ALL ABOARD: Monster boat launched at Coffs Marina
THE State's most technologically advanced vessel is ready to hit the high seas.
Agriculture Minister Adam Marshall and Coffs Harbour MP Gurmesh Singh officially launched the Solitary Ranger this morning, a 22-metre Fisheries vessel which is the most advanced of its kind in the country.
With a range of more than 200 nautical miles, the vessel would allow Fisheries to crack down on illegal fishers up and down the entire NSW coastline, even heading out as far as Lord Howe Island 600km east of Port Macquarie.
"With a greater capacity for long-range patrols, and the ability to handle rough offshore conditions, the Solitary Ranger can head further out to sea where more and more commercial and recreational fishing is taking place," Mr Marshall said.
"Fisheries officers will have the latest mapping and surveillance equipment at their fingertips, such as infra-red cameras, to help catch anyone doing the wrong thing."
The 21m vessel was not only the largest ever commissioned by NSW Fisheries, it was the largest ever built by local boat building firm Yamba Welding and Engineering.
Mr Marshall personally thanked YWE's Bill and Kathie Collingburn for their effort in producing such an impressive vessel and said he hoped the would have an "enduring" relationship.
In comments that would no doubt buoy the spirits of the Yamba firm, Mr Marshall said he wanted to ensure projects such as this continued to be constructed in regional areas.
The project allowed YWE to put on 11 apprentices and Mr Marshall said they would look into at having future projects built here as the result "speaks for itself".
"(NSW Fisheries') other large patrol vessel the Sydney Swan is reasonably mature and in the next few years we are going to have to look at replacing it with something very similar to the Solitary Ranger," he said.
"When I talk about an enduring relationship, if government is going to make large investments like this one, especially now in a Covid world where we need to stimulate the economy, it's in the interests of all NSW people that every dollar we spend can stay locally and employ local people like this has."

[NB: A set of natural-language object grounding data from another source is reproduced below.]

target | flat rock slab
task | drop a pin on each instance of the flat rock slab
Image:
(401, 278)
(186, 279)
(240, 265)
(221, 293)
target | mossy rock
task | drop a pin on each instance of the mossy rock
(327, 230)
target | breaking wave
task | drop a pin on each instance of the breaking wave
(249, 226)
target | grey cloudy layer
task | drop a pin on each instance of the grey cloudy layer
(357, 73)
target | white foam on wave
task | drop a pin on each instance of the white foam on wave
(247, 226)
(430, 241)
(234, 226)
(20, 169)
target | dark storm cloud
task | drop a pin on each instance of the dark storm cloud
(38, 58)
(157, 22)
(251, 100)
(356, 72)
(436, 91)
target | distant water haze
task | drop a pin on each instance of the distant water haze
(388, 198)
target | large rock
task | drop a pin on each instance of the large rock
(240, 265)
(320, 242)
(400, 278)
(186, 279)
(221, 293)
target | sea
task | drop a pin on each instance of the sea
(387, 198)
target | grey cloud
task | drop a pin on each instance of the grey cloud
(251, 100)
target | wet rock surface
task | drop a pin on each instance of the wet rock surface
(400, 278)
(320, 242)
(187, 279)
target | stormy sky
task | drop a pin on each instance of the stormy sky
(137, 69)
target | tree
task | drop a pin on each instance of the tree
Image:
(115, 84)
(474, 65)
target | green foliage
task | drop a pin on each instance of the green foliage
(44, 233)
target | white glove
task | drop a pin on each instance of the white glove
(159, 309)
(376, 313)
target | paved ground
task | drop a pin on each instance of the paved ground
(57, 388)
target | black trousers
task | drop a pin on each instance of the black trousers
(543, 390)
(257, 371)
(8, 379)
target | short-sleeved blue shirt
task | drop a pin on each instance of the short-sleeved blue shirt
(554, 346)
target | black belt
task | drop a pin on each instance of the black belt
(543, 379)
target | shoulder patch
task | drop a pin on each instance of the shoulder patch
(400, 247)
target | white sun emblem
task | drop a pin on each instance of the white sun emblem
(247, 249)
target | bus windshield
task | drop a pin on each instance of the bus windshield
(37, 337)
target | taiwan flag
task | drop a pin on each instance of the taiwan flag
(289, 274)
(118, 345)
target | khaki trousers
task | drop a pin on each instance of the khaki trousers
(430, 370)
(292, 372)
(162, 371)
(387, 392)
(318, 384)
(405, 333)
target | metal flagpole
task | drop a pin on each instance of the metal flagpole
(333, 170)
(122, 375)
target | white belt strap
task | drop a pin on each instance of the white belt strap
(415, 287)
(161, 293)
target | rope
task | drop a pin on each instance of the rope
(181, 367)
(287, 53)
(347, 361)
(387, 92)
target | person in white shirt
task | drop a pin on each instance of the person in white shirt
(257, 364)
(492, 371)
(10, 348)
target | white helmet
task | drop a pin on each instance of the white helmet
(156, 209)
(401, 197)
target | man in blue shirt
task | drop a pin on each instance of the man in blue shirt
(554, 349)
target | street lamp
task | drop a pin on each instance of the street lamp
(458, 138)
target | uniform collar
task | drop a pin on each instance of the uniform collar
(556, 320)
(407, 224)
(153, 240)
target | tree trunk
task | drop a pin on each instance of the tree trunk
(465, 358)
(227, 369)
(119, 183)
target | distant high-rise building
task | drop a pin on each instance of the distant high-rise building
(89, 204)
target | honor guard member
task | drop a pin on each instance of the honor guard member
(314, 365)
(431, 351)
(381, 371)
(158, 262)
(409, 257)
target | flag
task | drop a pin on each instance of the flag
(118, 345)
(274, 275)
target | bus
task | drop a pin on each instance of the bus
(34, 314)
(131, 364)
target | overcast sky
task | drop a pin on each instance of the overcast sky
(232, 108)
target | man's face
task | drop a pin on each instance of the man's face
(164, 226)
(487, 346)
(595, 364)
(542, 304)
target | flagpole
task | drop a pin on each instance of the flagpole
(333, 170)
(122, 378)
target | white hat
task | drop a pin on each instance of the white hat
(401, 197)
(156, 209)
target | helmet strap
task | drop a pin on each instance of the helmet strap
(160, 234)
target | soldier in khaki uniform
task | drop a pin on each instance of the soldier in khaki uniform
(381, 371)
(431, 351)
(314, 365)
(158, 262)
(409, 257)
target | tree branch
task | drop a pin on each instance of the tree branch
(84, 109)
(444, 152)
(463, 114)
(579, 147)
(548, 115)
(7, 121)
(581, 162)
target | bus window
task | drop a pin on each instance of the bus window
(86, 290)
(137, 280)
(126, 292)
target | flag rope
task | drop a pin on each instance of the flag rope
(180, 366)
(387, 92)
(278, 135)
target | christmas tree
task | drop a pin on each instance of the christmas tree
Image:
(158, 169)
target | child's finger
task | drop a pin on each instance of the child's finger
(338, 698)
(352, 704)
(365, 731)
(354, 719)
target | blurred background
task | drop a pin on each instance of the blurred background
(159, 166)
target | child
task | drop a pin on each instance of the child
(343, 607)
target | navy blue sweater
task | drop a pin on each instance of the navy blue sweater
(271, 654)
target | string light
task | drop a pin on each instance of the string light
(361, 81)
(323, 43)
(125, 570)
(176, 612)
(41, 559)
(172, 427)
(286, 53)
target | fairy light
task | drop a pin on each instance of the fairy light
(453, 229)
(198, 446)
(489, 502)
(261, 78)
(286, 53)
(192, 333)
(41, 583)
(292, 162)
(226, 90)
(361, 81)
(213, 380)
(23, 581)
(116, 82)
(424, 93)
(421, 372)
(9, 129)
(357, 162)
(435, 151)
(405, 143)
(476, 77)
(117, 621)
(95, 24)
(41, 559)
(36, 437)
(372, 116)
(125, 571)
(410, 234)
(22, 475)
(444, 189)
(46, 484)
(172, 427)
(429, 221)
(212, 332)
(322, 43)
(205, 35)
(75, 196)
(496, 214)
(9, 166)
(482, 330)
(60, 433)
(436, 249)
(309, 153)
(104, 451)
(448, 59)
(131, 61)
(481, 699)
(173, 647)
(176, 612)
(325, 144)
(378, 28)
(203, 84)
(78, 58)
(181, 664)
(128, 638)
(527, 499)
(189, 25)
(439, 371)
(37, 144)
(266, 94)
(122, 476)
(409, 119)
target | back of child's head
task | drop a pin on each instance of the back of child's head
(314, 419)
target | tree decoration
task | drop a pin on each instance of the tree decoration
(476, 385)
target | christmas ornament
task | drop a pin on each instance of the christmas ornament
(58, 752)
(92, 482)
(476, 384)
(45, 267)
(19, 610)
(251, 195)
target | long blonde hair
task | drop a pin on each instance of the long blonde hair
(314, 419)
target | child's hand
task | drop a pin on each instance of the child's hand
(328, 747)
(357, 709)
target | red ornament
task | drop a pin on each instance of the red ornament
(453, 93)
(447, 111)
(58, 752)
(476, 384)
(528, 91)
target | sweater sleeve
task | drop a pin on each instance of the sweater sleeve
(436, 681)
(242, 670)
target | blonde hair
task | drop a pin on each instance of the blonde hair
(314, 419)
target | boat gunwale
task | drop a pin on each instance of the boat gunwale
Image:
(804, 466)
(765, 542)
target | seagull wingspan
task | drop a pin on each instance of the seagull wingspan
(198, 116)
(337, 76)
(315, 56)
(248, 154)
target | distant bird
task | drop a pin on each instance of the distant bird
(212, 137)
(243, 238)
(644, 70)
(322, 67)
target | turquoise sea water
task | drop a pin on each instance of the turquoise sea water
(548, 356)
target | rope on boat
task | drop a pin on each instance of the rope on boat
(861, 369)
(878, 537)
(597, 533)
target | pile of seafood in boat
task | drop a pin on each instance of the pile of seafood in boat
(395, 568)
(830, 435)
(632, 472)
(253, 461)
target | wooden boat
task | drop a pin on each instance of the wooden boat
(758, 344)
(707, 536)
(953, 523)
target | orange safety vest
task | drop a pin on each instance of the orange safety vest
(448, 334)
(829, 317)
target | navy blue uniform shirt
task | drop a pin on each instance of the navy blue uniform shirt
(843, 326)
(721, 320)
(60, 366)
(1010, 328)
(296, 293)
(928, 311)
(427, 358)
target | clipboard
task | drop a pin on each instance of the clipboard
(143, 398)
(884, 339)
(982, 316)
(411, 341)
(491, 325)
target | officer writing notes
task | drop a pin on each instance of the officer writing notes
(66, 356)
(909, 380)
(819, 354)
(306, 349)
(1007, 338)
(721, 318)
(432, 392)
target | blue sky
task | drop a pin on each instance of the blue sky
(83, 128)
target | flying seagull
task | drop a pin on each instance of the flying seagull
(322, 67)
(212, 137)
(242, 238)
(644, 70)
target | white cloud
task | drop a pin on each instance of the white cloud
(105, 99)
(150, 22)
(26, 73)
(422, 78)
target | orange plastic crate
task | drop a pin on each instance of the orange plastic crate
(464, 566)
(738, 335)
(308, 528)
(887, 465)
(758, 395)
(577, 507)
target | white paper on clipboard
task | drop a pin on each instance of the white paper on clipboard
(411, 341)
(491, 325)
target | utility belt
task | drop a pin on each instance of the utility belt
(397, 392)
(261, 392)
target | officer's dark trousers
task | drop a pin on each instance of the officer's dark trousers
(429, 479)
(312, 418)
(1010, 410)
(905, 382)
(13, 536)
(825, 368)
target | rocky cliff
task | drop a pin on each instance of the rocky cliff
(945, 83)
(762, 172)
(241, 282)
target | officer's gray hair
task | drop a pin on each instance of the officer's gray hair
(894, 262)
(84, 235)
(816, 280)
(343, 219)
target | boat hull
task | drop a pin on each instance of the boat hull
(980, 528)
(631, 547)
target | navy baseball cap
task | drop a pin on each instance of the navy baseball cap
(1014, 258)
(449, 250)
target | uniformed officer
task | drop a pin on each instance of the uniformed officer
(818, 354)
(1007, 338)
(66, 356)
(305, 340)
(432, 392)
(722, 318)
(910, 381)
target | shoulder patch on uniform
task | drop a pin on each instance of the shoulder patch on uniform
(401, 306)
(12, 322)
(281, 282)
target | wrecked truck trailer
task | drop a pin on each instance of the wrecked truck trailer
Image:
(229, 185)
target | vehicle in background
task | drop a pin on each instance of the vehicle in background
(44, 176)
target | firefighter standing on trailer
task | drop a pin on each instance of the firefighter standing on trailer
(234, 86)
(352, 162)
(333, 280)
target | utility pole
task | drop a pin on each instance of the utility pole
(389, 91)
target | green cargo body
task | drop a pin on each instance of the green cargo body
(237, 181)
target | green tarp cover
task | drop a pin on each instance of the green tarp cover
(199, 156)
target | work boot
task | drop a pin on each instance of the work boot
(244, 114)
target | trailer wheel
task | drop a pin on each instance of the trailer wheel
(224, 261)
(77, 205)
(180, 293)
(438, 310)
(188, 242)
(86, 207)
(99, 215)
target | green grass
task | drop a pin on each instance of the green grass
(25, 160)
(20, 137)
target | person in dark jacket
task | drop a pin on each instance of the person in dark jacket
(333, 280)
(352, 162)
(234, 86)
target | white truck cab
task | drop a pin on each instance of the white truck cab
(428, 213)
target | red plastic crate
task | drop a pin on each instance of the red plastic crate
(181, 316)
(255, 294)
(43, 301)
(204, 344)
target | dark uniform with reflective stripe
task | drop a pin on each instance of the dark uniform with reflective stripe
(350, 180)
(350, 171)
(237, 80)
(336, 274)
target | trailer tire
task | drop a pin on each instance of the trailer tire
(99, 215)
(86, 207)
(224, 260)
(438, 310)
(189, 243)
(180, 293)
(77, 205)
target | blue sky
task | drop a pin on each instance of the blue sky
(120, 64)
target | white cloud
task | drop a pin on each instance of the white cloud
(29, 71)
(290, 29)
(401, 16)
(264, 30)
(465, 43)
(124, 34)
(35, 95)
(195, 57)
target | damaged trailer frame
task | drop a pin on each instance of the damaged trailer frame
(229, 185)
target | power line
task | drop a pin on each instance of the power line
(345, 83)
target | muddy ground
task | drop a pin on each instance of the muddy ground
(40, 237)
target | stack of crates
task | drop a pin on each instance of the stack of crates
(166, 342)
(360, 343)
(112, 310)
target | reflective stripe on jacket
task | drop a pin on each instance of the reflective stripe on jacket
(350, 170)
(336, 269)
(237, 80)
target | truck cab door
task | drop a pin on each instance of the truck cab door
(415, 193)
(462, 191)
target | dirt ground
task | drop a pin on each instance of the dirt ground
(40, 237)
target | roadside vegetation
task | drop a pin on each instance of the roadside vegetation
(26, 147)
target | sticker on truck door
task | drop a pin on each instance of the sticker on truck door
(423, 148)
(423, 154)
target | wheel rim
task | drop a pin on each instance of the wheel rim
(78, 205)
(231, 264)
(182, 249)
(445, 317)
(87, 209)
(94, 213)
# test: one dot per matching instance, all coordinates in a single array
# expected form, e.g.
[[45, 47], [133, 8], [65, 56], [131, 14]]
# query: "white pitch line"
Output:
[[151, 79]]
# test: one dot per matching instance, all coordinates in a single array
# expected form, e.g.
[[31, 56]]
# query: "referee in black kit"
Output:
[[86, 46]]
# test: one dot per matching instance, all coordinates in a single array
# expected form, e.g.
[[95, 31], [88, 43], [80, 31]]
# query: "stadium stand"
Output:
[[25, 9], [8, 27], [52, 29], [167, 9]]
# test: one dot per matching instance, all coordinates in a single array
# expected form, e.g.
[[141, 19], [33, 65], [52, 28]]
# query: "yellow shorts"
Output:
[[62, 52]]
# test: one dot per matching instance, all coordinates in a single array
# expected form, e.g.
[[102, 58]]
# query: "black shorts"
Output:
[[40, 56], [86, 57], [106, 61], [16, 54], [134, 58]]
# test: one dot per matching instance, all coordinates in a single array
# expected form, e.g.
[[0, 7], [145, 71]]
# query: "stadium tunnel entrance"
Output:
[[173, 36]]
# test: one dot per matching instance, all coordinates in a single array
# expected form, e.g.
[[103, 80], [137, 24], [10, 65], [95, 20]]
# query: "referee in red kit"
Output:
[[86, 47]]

The whole project has been a mammoth task and just getting the boat in the water was a feat in itself, adding around $50,000 to its $3.3 million build.
In May, the boat had to be transported it from the boatbuilding workshop in Yamba, to the Yamba Marina involving a crew of 12, two 120-tonne cranes and a low-loading truck brought down from Queensland.
For the last two months the boat has been undergoing sea trials and was at the centre of a controversy in June after it was seen speeding along the bank of Palmers Island.
The incident raised the ire of several residents who said it created a "monster" bow wave, rocking residential pontoons in the area.
The Department of Primary Industries acknowledged there had been complaints about the incident but said the vessel was operating in accordance with an exemption provided by the Australian Maritime Safety Authority.